Anyway, put the tracks on a CD or an MP3 player and listen to them for a few days.  Here's the key: the composition SHOULD be able to stand on its own merits without a melody track.  If the basic tracks don't excite you -- if they don't get you rockin' or give you that yeah, baby, or the fist-in-the-air thing, no melody is going to save it anyway.  If this is the case, the song needs work. Go back and fix that.

But let's say for a moment that you really like the composition and you're stuck on the melody.  The same idea still applies.  Put them on a CD or an MP3 player and listen to your basic tracks for a few days. If nothing comes to you naturally (sometimes it will, sometimes you have to work for it) you have to ACTIVELY listen and see if you can imagine a melody of the part.  Do this by just humming it, -- don't have your guitar in hand.  Your brain has heard zillions of melodies and songs in your lifetime and is probably not bound by the comparatively small amount of scales modes and theory you know on guitar. You may find you'll hum in a scale or mode you rarely play in or don't even know. That's a GOOD thing.  But once you hear the part in your head, and if you can hum it, you should be able to figure out how play it.  

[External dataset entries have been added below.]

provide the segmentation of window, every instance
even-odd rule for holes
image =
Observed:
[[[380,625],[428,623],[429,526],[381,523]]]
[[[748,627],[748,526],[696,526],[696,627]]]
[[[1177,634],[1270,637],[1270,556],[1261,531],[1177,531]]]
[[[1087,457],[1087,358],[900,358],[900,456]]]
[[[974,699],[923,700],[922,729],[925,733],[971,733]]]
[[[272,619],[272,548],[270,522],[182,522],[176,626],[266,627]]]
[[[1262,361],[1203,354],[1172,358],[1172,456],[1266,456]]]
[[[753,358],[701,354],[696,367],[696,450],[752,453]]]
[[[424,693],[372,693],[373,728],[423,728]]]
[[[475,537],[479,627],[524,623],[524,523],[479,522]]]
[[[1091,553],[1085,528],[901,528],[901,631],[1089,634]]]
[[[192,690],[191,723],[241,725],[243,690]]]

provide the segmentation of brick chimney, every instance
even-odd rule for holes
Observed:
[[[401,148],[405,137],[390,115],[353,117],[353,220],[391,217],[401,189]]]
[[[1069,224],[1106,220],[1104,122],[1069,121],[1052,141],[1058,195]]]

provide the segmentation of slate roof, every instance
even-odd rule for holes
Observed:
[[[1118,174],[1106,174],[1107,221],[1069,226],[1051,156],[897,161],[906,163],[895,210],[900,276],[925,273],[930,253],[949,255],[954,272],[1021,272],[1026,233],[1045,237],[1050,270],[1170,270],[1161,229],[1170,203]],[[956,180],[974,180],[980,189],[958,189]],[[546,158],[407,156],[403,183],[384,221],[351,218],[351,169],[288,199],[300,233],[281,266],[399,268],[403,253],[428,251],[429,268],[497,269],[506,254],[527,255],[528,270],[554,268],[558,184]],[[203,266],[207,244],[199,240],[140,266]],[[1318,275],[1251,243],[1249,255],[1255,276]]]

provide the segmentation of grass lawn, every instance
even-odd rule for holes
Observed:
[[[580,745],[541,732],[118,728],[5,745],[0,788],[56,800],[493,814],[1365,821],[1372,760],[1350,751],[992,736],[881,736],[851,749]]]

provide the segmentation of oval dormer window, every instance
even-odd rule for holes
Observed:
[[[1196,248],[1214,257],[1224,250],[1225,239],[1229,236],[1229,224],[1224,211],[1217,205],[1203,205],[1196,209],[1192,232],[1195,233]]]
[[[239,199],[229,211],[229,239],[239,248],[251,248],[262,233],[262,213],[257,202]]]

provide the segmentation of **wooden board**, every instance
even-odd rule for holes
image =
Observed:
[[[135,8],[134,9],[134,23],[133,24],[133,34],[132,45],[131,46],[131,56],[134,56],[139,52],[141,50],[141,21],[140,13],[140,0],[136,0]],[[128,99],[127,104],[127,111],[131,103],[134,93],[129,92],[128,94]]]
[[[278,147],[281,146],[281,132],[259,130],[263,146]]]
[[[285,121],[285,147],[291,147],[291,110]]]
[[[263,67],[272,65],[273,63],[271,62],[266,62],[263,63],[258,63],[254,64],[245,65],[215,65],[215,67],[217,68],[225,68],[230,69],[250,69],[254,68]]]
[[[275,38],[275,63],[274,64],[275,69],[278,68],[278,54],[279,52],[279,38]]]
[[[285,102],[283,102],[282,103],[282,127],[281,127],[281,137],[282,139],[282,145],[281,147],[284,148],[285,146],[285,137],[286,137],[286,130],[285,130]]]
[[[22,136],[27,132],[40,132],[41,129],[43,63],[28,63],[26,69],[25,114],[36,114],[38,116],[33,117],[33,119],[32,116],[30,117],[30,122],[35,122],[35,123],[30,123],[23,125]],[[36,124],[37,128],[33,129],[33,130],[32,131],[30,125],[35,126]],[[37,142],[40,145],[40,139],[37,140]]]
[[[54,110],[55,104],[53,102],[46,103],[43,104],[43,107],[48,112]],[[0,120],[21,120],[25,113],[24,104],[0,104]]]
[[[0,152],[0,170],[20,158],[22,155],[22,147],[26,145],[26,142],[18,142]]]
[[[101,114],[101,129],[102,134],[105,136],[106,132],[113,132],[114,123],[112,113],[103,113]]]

Sometimes it's good to use a small cassette recorder to record your ideas. For example, let the basic track run and hum your melody over top, then go back and learn to play the melody you hummed.

If none of that works, start by playing the notes that comprise the underlying chords. Play them randomly, connect them at will, sometimes that will get you started and then you can connect the dots with the other notes in the scale.

And just because you're looking for a melody doesn't mean you can't employ some basic lick-techniques to get you kick started. The double-stop, the unison bend, ocatave runs (with wah), vibrato, tremolo picking etc -- these devices are your friends, and can help get you started. THIS IS WHERE ATTITUDE LIVES! THIS IS WHERE THE BALLS COME FROM IN SOLOS. A melody can be sexy, happy, sad, haunting, etc. but usually not ballsy.  Balls isn't an emotion,  it is the attitude with which you play.